この店が大層繁盛店となり「韓丼を営業したい」という人が増えてFCを検討するようになった。FC展開は16年に着手。
FC店舗が広がるようになったのは、北名古屋店の存在感が大きい。このエリアで既に5店舗を展開しているオーナーもいるという。今後、全国展開を進めていく上で、現地を熟知しているオーナーに任せた方が有利と考え、FCの路線は継続していくとのこと。
同店はセルフサービスで商品を提供。入店してセルフレジで注文と会計を済ませ、商品の出来上がりをお客の番号で伝え、食事が終わったら食器をトレーごと返却口に戻す。コロナ禍となる2年前からテイクアウトに着手していたが、コロナ禍で需要が増えて、店舗の売上げはコロナ前よりも大きくなった。

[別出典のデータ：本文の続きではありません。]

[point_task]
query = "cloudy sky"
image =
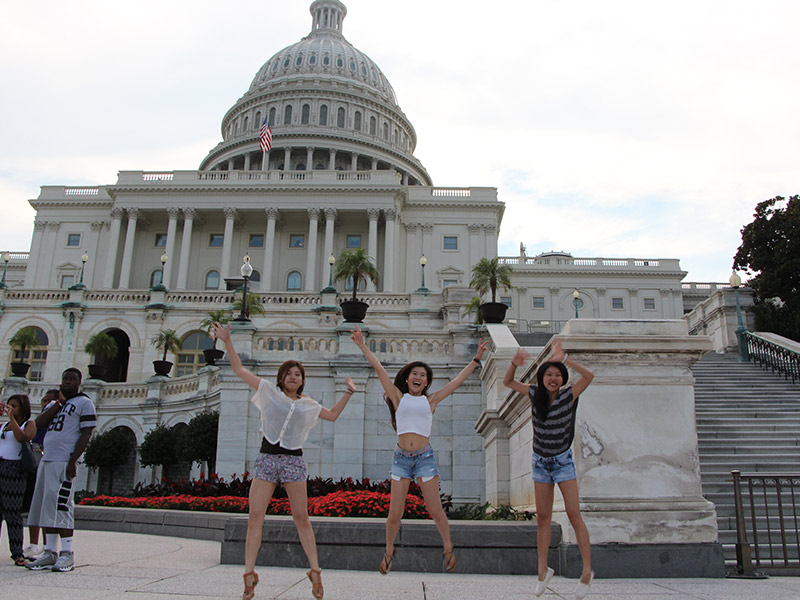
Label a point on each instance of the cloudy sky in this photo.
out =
(614, 129)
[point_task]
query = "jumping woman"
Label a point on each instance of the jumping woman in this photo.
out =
(412, 408)
(553, 405)
(287, 416)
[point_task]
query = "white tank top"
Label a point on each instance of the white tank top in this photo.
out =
(414, 415)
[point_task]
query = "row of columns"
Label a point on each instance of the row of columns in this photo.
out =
(272, 213)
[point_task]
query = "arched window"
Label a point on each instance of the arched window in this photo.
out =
(294, 282)
(212, 280)
(35, 357)
(190, 356)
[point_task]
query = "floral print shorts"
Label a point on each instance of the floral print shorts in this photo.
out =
(280, 468)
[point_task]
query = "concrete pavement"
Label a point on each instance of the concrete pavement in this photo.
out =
(112, 565)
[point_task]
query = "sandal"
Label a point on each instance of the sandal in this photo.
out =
(386, 562)
(316, 586)
(449, 562)
(250, 590)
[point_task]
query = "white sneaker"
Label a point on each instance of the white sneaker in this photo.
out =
(583, 588)
(65, 562)
(541, 586)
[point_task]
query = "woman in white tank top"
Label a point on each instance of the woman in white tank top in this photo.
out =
(412, 410)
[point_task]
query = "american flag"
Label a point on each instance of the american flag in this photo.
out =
(265, 136)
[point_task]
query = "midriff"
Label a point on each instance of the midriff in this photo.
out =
(411, 442)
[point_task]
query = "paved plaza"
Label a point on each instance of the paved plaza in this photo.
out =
(144, 567)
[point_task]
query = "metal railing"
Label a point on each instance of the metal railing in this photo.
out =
(767, 512)
(772, 356)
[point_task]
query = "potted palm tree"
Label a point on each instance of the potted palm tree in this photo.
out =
(22, 340)
(166, 340)
(103, 348)
(213, 354)
(487, 275)
(354, 264)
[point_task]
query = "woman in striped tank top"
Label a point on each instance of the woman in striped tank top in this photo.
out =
(553, 408)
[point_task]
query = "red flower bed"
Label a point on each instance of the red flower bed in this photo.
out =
(336, 504)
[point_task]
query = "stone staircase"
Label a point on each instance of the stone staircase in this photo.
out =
(747, 419)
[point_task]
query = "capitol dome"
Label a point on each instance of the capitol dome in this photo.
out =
(330, 107)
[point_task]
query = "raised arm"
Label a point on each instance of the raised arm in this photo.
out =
(453, 385)
(388, 385)
(520, 356)
(586, 375)
(333, 413)
(224, 335)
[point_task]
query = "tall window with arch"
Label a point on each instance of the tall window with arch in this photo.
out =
(294, 281)
(36, 357)
(190, 357)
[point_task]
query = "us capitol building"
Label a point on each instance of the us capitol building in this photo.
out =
(341, 174)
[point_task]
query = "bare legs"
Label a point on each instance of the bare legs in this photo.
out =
(544, 515)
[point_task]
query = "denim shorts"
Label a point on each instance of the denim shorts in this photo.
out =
(553, 469)
(277, 468)
(411, 465)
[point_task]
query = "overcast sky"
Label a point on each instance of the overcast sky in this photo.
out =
(614, 129)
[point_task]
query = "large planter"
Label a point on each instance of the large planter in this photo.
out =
(212, 355)
(493, 312)
(162, 367)
(354, 311)
(97, 371)
(19, 369)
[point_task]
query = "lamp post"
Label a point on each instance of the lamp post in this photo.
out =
(246, 270)
(741, 343)
(160, 287)
(6, 258)
(576, 301)
(330, 289)
(422, 262)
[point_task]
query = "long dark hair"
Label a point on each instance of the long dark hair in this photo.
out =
(24, 406)
(284, 369)
(541, 399)
(401, 383)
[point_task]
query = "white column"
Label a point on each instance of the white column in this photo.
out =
(311, 250)
(388, 251)
(372, 241)
(186, 247)
(37, 250)
(269, 247)
(127, 253)
(113, 247)
(330, 219)
(227, 245)
(172, 228)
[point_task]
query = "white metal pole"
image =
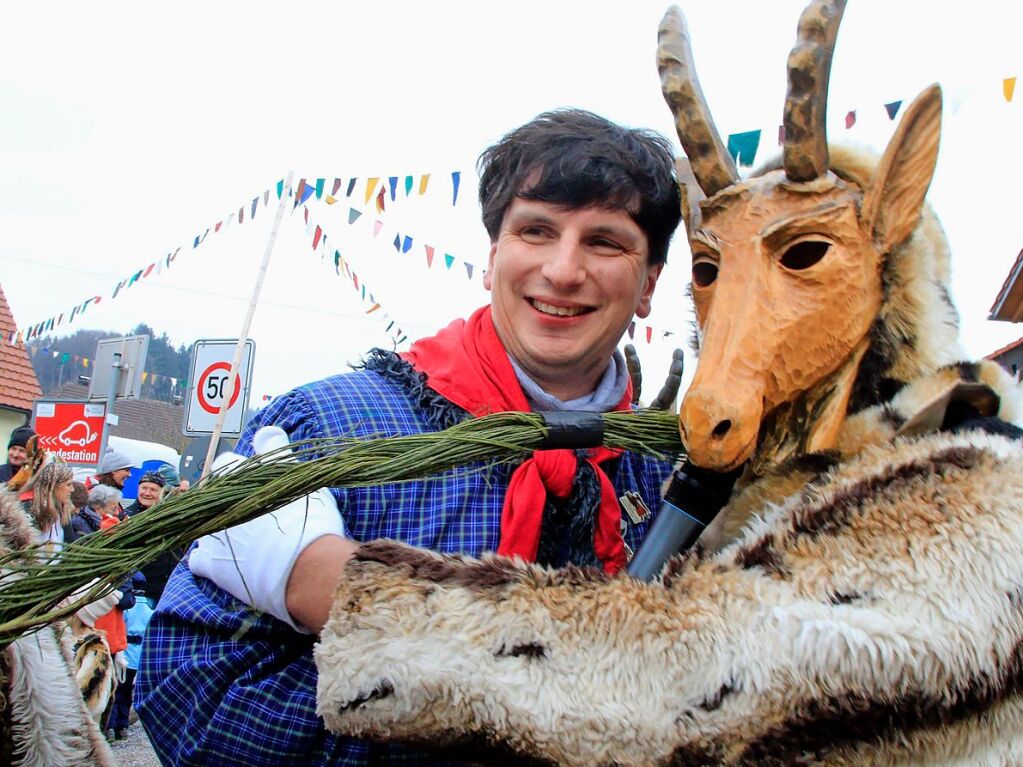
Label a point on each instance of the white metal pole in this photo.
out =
(243, 335)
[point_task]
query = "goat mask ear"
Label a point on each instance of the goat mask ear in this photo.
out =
(892, 206)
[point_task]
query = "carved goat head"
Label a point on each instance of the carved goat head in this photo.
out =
(787, 265)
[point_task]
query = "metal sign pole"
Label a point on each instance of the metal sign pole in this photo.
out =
(243, 335)
(110, 399)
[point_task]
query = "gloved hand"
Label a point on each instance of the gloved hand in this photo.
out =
(120, 667)
(95, 610)
(253, 560)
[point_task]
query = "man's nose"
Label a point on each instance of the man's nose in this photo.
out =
(565, 265)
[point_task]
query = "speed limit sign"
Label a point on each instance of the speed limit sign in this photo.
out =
(210, 386)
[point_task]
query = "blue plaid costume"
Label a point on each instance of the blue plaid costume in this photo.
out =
(220, 684)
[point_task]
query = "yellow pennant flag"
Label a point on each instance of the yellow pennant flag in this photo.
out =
(370, 186)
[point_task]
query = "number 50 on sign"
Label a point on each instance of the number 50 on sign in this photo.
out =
(209, 387)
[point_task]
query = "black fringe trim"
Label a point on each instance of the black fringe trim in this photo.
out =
(440, 412)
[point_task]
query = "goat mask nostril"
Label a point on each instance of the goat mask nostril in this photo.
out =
(721, 430)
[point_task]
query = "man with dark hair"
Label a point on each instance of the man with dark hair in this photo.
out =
(16, 453)
(580, 213)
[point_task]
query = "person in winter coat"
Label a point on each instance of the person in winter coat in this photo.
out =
(16, 454)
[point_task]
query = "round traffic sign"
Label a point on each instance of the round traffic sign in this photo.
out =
(211, 386)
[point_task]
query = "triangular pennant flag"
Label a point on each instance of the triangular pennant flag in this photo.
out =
(370, 188)
(743, 146)
(455, 180)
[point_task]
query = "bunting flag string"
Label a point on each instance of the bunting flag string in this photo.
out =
(744, 145)
(320, 240)
(88, 362)
(20, 335)
(403, 244)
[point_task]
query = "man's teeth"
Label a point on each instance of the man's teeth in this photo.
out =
(559, 311)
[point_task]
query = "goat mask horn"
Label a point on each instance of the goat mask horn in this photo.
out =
(805, 151)
(712, 165)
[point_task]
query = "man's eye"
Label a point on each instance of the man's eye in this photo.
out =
(607, 245)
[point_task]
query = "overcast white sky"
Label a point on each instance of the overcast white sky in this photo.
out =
(126, 130)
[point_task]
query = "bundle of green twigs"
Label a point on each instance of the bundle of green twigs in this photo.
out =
(34, 590)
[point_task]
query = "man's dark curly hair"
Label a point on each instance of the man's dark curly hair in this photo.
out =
(576, 159)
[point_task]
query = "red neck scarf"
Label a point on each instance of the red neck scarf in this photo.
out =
(466, 364)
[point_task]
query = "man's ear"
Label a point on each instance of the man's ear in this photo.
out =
(650, 282)
(488, 275)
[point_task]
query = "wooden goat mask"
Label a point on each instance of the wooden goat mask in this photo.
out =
(788, 265)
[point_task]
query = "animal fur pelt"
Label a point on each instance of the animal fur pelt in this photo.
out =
(45, 722)
(871, 612)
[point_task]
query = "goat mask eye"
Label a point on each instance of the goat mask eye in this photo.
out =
(804, 255)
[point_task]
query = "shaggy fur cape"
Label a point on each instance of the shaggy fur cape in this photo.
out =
(43, 719)
(859, 606)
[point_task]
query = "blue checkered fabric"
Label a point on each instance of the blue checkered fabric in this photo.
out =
(220, 684)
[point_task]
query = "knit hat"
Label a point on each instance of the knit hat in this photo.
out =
(19, 437)
(154, 477)
(113, 460)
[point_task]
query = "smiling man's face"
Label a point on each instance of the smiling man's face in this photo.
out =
(566, 284)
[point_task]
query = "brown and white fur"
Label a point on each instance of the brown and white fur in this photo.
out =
(43, 719)
(860, 600)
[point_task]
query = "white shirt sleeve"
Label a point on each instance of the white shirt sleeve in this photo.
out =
(254, 560)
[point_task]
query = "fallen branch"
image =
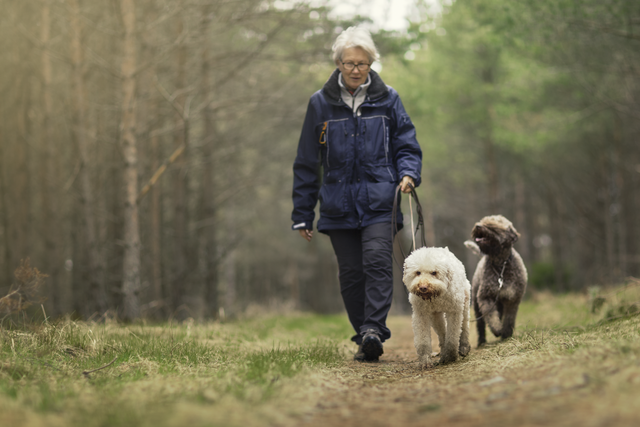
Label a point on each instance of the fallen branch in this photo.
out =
(86, 373)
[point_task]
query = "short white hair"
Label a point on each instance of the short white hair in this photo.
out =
(355, 37)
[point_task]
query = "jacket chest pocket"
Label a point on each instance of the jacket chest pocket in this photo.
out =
(335, 138)
(375, 131)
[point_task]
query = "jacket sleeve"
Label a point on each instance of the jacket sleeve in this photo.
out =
(306, 181)
(407, 151)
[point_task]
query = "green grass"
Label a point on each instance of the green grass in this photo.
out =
(157, 367)
(266, 370)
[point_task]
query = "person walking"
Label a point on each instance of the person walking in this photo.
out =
(358, 135)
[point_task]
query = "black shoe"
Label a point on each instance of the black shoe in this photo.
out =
(359, 356)
(371, 346)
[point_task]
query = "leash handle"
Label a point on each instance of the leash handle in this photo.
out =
(413, 235)
(394, 222)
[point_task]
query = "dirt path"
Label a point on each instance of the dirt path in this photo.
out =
(395, 391)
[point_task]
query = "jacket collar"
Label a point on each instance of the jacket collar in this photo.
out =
(377, 89)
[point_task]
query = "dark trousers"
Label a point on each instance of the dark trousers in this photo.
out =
(366, 276)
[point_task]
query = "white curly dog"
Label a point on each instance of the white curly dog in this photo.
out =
(439, 293)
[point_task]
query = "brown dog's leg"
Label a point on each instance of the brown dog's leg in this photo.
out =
(509, 313)
(480, 324)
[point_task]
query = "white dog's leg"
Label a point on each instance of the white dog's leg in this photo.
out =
(422, 337)
(449, 352)
(465, 346)
(440, 326)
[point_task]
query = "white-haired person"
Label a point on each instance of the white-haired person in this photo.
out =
(357, 132)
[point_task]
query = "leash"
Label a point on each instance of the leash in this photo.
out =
(418, 227)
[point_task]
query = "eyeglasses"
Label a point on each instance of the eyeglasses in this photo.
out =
(350, 66)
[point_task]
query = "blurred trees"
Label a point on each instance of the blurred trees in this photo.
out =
(145, 151)
(146, 147)
(530, 109)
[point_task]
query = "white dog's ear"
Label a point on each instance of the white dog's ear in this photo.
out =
(448, 273)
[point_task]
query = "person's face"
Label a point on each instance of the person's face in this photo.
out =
(355, 77)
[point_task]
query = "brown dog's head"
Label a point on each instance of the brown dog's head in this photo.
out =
(493, 234)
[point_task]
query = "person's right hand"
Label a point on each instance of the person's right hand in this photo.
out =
(306, 234)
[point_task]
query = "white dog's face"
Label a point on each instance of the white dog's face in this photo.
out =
(426, 273)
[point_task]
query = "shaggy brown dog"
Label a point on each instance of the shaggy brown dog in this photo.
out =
(500, 280)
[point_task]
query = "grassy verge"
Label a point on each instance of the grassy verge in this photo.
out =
(45, 370)
(574, 360)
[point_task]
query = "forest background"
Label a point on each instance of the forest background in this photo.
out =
(146, 146)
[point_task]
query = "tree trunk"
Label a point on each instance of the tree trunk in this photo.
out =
(208, 211)
(131, 259)
(52, 260)
(94, 277)
(180, 182)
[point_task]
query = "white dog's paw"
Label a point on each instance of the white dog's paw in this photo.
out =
(447, 357)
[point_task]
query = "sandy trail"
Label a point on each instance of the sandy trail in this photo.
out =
(395, 391)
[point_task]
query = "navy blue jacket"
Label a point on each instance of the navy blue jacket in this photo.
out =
(361, 158)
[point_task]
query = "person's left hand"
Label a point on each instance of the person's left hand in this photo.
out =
(404, 184)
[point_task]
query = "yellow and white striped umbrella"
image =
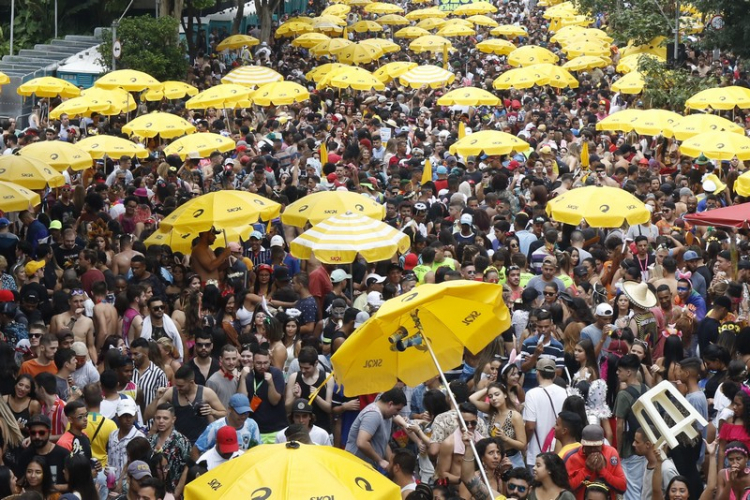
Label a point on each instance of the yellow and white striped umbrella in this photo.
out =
(252, 76)
(432, 76)
(340, 238)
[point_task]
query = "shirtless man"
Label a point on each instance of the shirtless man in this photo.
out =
(121, 262)
(73, 319)
(204, 262)
(105, 315)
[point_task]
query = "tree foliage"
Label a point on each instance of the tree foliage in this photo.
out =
(667, 88)
(149, 45)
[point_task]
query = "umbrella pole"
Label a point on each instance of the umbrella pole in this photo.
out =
(418, 324)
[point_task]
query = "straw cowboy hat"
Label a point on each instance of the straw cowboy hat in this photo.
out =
(639, 294)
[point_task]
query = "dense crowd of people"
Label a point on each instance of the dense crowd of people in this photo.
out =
(129, 371)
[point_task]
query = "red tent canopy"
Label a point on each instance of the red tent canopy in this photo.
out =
(734, 216)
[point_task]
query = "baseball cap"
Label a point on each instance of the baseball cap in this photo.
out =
(127, 407)
(240, 403)
(603, 309)
(226, 440)
(301, 406)
(139, 469)
(546, 365)
(339, 275)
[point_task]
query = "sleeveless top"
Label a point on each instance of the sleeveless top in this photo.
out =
(188, 422)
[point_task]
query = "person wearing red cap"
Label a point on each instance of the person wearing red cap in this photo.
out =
(226, 448)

このように「クオリティーが安定」「テイクアウトに強い」ということが備わった業態として「韓丼」は郊外ロードサイドで揺るぎない強さを発揮している。同社では、急ピッチで店舗を展開することなく、店舗ごとの充実を図りながら慎重に展開していく意向だ。
(フードフォーラム代表・千葉哲幸)
◆ちば・てつゆき=柴田書店「月刊食堂」、商業界「飲食店経営」の元編集長。現在、フードサービス・ジャーナリストとして、取材・執筆・セミナー活動を展開。